Nuclear war no worse than climate change – Blinken
Warmer temperatures are the number one “existential threat” to the world, the US’ top diplomat has claimed
The threat of nuclear annihilation is no more serious than the threat of climate change, US Secretary of State Antony Blinken has claimed. Blinken’s critics argue that Washington is risking nuclear war by arming Ukraine.
In an appearance on 60 Minutes Australia on Sunday, Blinken was asked whether nuclear war or climate change represented “the greater threat to humanity.”
“Well, you can’t, I think, have a hierarchy,” he replied. “There are some things that are front and center…including potential conflict, but there’s no doubt that climate represents an existential challenge to all of us.”
“So for us, this is the existential challenge of our times,” he continued, adding that this “doesn’t mean that in the meantime there are not severe challenges to the international order like Russia’s aggression against Ukraine.”
With July set to go down as the hottest month in history, the UN has called for “accelerated action” to reduce carbon emissions, including a global end to coal use by 2040. Earlier this summer, US Special Presidential Envoy for Climate John Kerry demanded an overhaul of the world’s agricultural system to reduce carbon emissions from farming in a bid to avert “half a degree of warming by mid-century.”
In Ukraine, however, President Joe Biden’s administration continues its policy of open-ended support for Kiev’s military. The US and its NATO allies have armed Ukraine with long-range missiles and are currently discussing the supply of American-made fighter jets to Kiev, amid repeated warnings from Moscow that such weapons dramatically raise the chances of an all-out war between Russia and the West.
Kiev’s forces have also made repeated attempts to target Russian nuclear power plants, the Kremlin warned earlier this month, accusing Ukraine and its sponsors of “nuclear terrorism.”
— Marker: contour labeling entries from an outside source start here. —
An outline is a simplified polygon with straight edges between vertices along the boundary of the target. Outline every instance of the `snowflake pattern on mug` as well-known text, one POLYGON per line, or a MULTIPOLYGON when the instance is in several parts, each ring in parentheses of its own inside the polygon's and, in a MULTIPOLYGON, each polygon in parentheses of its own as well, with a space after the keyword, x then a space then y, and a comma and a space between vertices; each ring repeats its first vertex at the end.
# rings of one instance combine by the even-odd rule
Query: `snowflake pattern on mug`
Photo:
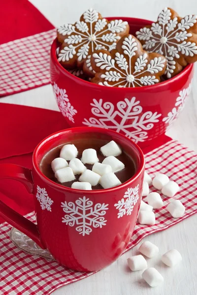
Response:
POLYGON ((138 191, 139 184, 134 188, 128 188, 125 192, 124 197, 114 205, 119 211, 118 218, 122 217, 125 214, 130 215, 131 214, 134 206, 139 200, 138 191))
POLYGON ((159 122, 158 118, 162 116, 157 112, 143 113, 139 101, 135 101, 135 97, 131 100, 125 98, 124 101, 119 101, 116 106, 109 101, 103 103, 101 99, 98 101, 93 99, 91 105, 93 107, 92 113, 97 118, 84 119, 83 124, 113 129, 136 143, 148 138, 147 131, 154 127, 154 123, 159 122), (116 107, 117 110, 114 111, 116 107))
POLYGON ((196 15, 182 18, 173 9, 165 7, 156 23, 136 33, 144 49, 165 57, 165 74, 168 79, 180 72, 187 63, 197 60, 197 22, 196 15))
POLYGON ((138 87, 153 85, 164 73, 166 59, 148 54, 132 35, 123 37, 111 54, 103 50, 93 53, 91 65, 97 72, 92 82, 105 86, 138 87))
POLYGON ((108 204, 98 203, 93 206, 93 202, 88 198, 79 198, 75 203, 62 203, 61 207, 66 213, 62 218, 62 222, 66 225, 76 226, 76 231, 84 236, 90 235, 93 227, 102 228, 106 225, 107 220, 104 216, 108 209, 108 204))
POLYGON ((128 33, 127 22, 102 18, 96 10, 90 8, 74 25, 66 24, 58 29, 58 39, 63 43, 58 60, 64 64, 83 63, 95 50, 115 48, 120 36, 128 33))
POLYGON ((40 204, 42 210, 46 209, 48 211, 51 212, 51 206, 53 203, 53 201, 48 196, 46 189, 41 188, 38 185, 37 185, 36 197, 40 204))
POLYGON ((164 117, 163 121, 168 124, 168 128, 170 127, 174 121, 177 118, 179 114, 183 109, 185 101, 189 97, 192 89, 192 80, 187 88, 184 88, 179 92, 179 96, 176 100, 175 105, 174 108, 169 112, 167 117, 164 117))
POLYGON ((73 116, 76 115, 77 111, 70 104, 66 89, 59 88, 56 83, 53 85, 53 89, 56 96, 57 102, 61 112, 63 116, 67 117, 74 123, 73 116))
In the US, warnings about the imminent threat of nuclear conflict have primarily come from the isolationist wing of the Republican Party. Former Fox News host Tucker Carlson and former President Donald Trump have been two of the loudest voices calling for an end to the US’ support for Kiev, with Trump declaring in April that the world was facing “the most dangerous period” in history because of nuclear weapons and “incompetent” leadership in Washington.
“Every day this proxy battle continues, we risk global war,” Trump said in March, arguing that “we should support regime change in the United States” to avert this risk.